DOI: 10.1111/mmi.13279 DOI Help
PMID: 26575090 PMID Help

Authors: Jeanine Rismondo (Robert Koch Institute) , Robert Cleverley (Newcastle University) , Harriet Lane (University of Newcastle) , Stephanie Großhennig (Robert Koch Institute) , Anne Steglich (Robert Koch Institute) , Lars Möller (University of Gießen) , Gopala Krishna Mannala (University of Gießen) , Torsten Hain (University of Gießen) , Richard J. Lewis (University of Newcastle) , Sven Halbedel (Robert Koch Institute)
Co-authored by industrial partner: No

Type: Journal Paper
Journal: Molecular Microbiology

State: Published (Approved)
Published: November 2015

Abstract: Each bacterium has to co-ordinate its growth with division to ensure genetic stability of the population.
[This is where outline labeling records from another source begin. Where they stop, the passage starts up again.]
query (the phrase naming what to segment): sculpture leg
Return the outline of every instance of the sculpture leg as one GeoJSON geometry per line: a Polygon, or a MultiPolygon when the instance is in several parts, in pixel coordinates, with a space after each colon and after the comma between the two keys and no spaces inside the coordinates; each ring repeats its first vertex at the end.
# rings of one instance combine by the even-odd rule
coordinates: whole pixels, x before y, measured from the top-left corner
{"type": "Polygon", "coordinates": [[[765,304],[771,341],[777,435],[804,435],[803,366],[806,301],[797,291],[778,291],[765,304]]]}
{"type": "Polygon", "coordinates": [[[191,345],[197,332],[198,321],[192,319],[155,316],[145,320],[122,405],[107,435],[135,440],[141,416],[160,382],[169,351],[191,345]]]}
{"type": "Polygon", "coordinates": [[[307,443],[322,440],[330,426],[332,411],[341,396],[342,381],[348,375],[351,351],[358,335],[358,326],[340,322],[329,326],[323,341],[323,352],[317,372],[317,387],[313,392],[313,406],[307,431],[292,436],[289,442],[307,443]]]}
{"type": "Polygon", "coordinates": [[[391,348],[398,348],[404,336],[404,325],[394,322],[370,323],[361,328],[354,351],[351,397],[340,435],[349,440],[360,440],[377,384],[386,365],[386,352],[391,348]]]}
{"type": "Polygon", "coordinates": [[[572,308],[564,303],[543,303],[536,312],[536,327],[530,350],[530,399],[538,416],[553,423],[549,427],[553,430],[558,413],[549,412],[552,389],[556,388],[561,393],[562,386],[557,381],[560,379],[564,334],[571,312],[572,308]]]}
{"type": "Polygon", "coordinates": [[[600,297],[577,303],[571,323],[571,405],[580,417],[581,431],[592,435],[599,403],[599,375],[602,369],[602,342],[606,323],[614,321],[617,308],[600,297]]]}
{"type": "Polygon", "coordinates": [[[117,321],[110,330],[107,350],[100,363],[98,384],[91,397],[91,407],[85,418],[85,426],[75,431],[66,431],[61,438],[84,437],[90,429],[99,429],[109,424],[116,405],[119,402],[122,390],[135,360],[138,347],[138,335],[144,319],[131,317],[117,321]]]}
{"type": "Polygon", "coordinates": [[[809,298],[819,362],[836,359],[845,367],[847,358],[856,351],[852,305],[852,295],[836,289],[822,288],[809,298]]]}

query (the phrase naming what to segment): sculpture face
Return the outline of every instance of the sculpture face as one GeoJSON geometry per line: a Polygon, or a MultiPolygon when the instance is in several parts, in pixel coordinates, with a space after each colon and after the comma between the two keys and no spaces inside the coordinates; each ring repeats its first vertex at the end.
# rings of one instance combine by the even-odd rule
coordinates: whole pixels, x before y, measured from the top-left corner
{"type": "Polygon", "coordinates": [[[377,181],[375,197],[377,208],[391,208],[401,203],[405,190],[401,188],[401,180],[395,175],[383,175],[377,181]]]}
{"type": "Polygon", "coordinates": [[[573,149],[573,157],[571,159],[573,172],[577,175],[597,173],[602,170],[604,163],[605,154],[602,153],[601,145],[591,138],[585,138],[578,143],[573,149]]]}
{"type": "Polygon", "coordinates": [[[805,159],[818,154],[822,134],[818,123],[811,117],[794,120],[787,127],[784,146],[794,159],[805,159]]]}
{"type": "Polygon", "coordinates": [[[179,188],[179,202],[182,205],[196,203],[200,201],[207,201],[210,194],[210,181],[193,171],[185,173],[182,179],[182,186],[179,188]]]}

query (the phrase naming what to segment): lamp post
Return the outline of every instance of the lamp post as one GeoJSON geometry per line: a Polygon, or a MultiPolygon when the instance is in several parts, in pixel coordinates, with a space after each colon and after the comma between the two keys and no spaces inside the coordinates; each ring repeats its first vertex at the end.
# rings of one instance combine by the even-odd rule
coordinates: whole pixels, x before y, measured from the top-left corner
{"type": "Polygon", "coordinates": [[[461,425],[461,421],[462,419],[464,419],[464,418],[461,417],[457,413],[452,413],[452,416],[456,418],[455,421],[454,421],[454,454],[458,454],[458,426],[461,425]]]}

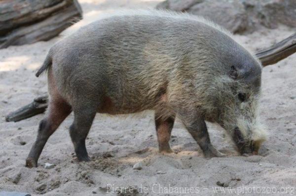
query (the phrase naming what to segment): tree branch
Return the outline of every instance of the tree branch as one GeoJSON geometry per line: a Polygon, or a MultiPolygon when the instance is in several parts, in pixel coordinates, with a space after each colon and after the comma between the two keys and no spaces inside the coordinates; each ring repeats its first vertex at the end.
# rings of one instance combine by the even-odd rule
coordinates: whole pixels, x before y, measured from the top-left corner
{"type": "Polygon", "coordinates": [[[275,64],[296,52],[296,33],[273,46],[259,51],[256,56],[262,65],[275,64]]]}

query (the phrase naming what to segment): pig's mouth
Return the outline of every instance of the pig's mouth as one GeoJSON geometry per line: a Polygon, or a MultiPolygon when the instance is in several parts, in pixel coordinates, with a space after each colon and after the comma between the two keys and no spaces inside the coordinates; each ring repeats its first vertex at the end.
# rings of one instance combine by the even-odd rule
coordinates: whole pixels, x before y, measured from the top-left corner
{"type": "Polygon", "coordinates": [[[239,152],[242,154],[258,155],[260,143],[254,140],[247,140],[241,132],[236,127],[233,132],[233,138],[239,152]]]}

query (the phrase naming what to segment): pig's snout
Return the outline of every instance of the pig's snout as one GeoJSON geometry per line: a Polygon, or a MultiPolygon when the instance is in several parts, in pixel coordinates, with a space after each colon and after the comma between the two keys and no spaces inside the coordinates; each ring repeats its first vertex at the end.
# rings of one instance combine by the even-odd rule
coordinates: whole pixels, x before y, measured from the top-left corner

Consequently, cell division and growth are tightly-regulated phenomena, albeit different bacteria utilise one of several alternative regulatory mechanisms to maintain control. Here we consider GpsB, which is linked to cell growth and division in Gram-positive bacteria. ΔgpsB mutants of the human pathogen Listeria monocytogenes show severe lysis, division and growth defects due to distortions of cell wall biosynthesis. Consistent with this premise, GpsB interacts both in vitro and in vivo with the major bi-functional penicillin binding protein. We solved the crystal structure of GpsB and the interaction interfaces in both proteins are identified and validated. The inactivation of gpsB results in strongly attenuated virulence in animal experiments, comparable in degree to classical listerial virulence factor mutants. Therefore, GpsB is essential for in vitro and in vivo growth of a highly virulent food-borne pathogen, suggesting that GpsB could be a target for the future design of novel antibacterials.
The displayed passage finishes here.